The purpose of this mini-session is to explore ways to select the best collaborative tool to support and engage learners online.

Reminder!

Read the Overview, Readings and Resources before you begin planning. Connect with your team early.

Your tasks:

Lead the participants through this process (with clear instructions and timelines). In the time allotted, and on a schedule that you determine, participants need to: 

  • follow your instructions as to how you suggest they analyze the pedagogical or other issues that will affect the choice of a tool
  • learn how to use the tool to test the options that they would use in a learning activity
  • discuss issues surrounding the selection of different tools
  • prepare a short summary of the group's conclusions
  • give feedback on this mini-session activity

Assessing learning:

Your mini-session's intended learning outcomes list some suggestions for assessment criteria. Although you are not asked to formally assess the participant’s learning, you’ll be asked to complete a final reflective survey (FLIF - Feel, Like Improve, Feedback) and share your thoughts about the learning that occurred.

Ideas for facilitating this activity

One way to approach this tool exploration is to ask participants to approach the same topic, using different tools... then see what happens!

Here's an example:

Design an activity that has 2-3 issues or topics to explore. Try to select tools that might highlight the differences in asynchronous or synchronous use.

For example:

Issue or Topic: List 5 important things for Teams to consider before they begin a team project, then draft a sample team charter (1-2 paragraphs)

Tools: Identify 3-5 different collaboration tools - be sure to have a mix of synchronous and asynchronous tools.

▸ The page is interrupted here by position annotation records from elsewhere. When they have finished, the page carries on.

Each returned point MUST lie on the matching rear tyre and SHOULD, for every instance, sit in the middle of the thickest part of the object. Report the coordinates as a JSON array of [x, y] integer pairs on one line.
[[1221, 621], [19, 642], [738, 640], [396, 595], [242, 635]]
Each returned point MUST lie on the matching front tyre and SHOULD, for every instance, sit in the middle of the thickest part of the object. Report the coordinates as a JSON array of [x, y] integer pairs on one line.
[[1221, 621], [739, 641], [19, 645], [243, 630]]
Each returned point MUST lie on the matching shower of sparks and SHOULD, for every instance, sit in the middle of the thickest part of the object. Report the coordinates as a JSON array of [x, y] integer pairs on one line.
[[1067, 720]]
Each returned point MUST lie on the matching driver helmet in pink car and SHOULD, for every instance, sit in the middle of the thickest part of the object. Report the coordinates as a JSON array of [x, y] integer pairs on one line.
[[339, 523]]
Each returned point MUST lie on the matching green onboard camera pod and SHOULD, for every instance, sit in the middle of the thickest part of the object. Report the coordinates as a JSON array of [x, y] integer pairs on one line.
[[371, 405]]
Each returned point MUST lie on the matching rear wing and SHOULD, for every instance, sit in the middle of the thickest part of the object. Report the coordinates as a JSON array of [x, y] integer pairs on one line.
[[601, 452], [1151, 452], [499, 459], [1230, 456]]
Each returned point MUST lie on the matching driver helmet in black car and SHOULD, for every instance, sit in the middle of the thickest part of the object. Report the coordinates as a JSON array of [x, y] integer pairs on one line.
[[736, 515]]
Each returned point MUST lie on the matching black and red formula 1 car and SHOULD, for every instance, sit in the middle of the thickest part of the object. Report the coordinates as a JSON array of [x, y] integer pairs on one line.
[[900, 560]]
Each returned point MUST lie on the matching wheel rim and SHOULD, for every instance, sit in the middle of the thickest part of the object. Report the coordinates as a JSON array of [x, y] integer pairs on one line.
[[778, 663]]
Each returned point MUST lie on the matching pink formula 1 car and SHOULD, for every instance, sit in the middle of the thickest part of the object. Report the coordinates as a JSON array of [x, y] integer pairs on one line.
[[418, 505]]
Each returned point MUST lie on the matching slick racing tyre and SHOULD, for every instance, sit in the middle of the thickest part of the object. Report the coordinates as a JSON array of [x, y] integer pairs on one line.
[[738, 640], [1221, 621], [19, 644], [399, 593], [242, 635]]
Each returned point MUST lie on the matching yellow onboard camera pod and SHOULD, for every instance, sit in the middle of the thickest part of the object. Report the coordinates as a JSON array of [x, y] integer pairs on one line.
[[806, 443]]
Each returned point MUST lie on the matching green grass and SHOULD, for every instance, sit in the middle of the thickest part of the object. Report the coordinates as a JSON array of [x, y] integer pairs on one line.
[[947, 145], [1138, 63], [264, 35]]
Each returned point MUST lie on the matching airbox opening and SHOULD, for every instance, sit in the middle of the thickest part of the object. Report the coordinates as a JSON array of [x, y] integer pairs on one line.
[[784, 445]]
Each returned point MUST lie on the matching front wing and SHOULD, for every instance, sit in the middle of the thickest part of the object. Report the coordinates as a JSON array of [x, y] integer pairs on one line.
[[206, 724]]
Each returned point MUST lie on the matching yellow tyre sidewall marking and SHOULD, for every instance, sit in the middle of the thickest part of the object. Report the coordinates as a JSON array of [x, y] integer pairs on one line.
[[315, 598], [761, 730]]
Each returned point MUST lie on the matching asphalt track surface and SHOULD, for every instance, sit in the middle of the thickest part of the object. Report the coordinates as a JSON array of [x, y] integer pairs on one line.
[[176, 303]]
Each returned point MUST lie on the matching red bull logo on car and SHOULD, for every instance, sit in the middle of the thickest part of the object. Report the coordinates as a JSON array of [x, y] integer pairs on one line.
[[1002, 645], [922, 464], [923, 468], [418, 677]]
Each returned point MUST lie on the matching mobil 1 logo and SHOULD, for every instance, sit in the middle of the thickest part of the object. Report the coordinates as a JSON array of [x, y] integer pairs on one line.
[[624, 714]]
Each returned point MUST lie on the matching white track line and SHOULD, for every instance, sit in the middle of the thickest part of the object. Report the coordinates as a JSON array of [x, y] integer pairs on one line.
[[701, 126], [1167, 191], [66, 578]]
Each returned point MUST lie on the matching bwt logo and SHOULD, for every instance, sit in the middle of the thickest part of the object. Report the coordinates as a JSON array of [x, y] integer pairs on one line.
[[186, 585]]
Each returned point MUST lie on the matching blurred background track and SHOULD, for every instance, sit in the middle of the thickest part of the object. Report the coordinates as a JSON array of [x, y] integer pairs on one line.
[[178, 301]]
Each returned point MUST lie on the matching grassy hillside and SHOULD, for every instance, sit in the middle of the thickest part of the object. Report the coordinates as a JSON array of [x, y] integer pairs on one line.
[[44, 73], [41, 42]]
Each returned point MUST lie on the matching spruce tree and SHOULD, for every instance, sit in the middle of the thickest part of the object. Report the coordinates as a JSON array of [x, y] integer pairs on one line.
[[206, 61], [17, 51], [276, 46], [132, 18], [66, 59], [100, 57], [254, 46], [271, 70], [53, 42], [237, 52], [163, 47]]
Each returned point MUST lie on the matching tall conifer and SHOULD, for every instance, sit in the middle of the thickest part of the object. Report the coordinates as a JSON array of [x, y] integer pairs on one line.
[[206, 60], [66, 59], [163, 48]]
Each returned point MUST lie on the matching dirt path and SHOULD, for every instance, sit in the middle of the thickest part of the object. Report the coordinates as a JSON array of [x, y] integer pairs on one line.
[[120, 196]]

Choose tools that are readily available to all students. For instance: discussion forum, wiki, Blackboard Collaborate, Skype, Google Hangout (and other authoring tools).

Issue or Topic: Explore the affordances of a tool. How could the tool be used to make a learning activity more flexible and allow a greater number of students to participate? Can the tool be used synchronously or asynchronously? How will the information be presented.

Tools: Divide the class into 3-5 teams and assign a different tool to each team. Teams should be given clear instructions to to help them use the tool.

Finally, craft a sharing and reflection activity that gets at the intended learning outcomes for this mini-session.

Examples:

  • Conduct a Collaborate session where the class shares and discusses the strengths & challenges of various online collaboration tools
  • Develop an online survey (Fluid Survey?) to gather the ideas. Share results with the class.
  • Use a collaborative document tool like Google Docs or a online whiteboard like Padlet.
  • Create a table in a wiki and invite participants to construct a matrix of strengths & challenges of various online collaboration tools or kinds of learning activities best suited for synchronous or asynchronous online engagement.